For the rest of the month we will explore the nature of heaven. As with our study of hell, we will pull our material from the teaching of Jonathan Edwards, who, contrary to the opinions of those who think he preached exclusively on hell, preached extensively on the glories of heaven.
Heaven in all its splendor is as much beyond our imagination as the miseries of hell. The intimacy with God that we receive through the person and work of Christ exceeds our comprehension. As a teenager, Edwards struggled with the ineffable quality of heaven: “to pretend to describe the excellence, the greatness or duration of the happiness of heaven by the most artful composition of words would be but to darken and cloud it, to talk of raptures and ecstasies, joy and singing, is but to set forth very low shadows of the reality, and all we can say by our best rhetoric is really and truly, vastly below what is but the bare and naked truth, and if St. Paul who had seen them, thought it but in vain to endeavor to utter it much less shall we pretend to do it, and the Scriptures have gone as high in the descriptions of it as we are able to keep pace with it in our imaginations and conception.…”
Scripture portrays heaven as a wedding banquet, a victory celebration, a holy assembly in eternal communion with God—and not only with God, but with one another. In hell, the fellowship of the damned only adds to their misery, but in heaven, the fellowship of the saints is a source of great delight. This may be difficult to imagine with the bickering that goes on among Christians, but in heaven, the saints will truly love one another.

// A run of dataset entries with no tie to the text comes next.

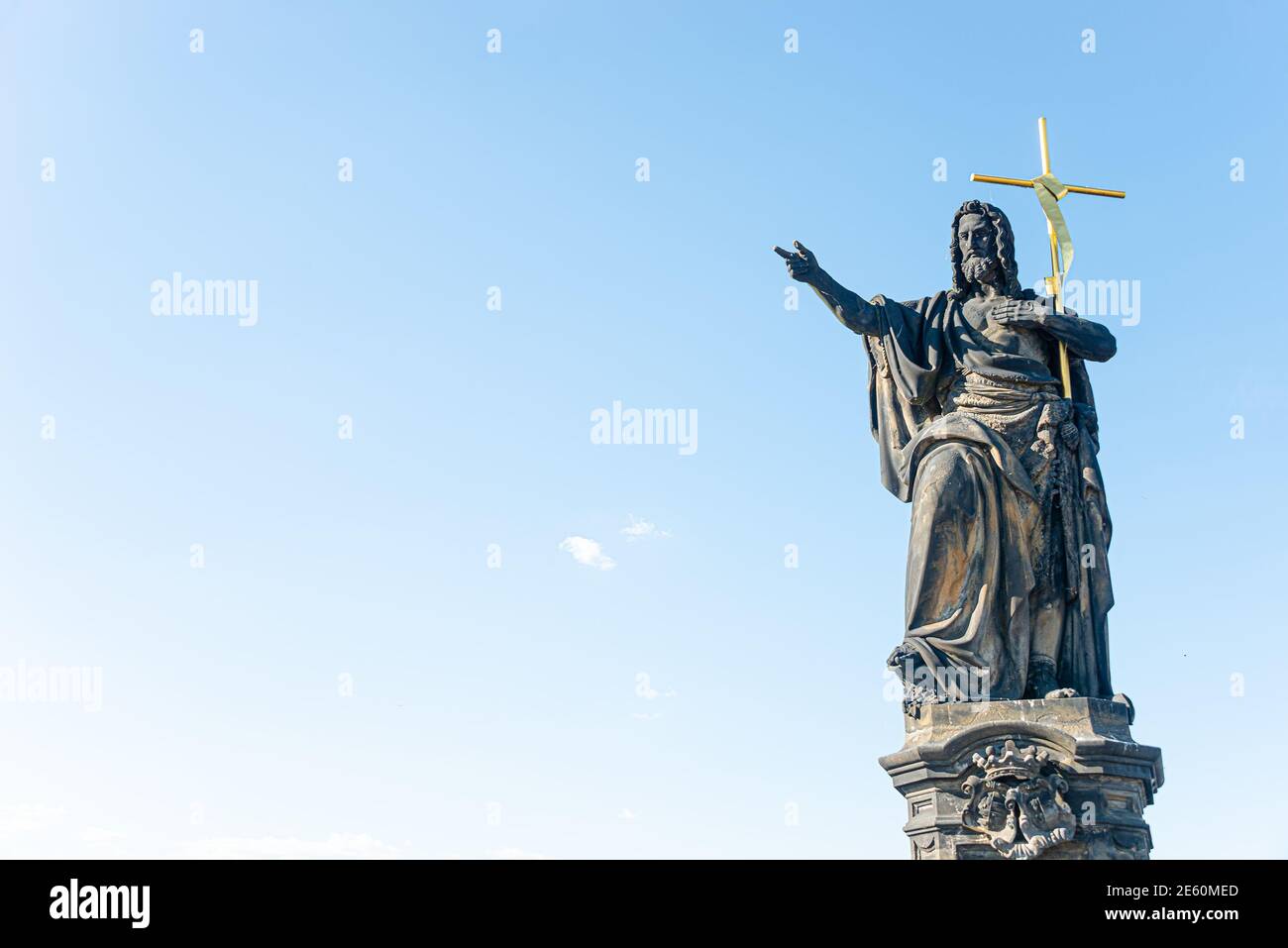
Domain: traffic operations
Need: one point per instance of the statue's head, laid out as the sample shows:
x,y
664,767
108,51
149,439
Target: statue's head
x,y
983,250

But the greatest delight will be God Himself. The saints will experience an intimacy with God through their union with Christ that is beyond their imagination. The infinite distance between God and man is removed by the blood of Christ, the God-man. “The distance between the two natures—divine and human—is overcome by the one who combines both in His one person,” Gerstner wrote. In Christ, love is restored—love between God and man. A love that is perfected in Christ and revealed in the saints as they live forever in holy fellowship with one another and with God.
If the church of Christ is eternal, what should your attitude toward your spiritual brothers and sisters be in this life? Set a date this week with someone from your church. Have a family over for dinner or get together with someone for lunch or even breakfast. Get to know others in your local church.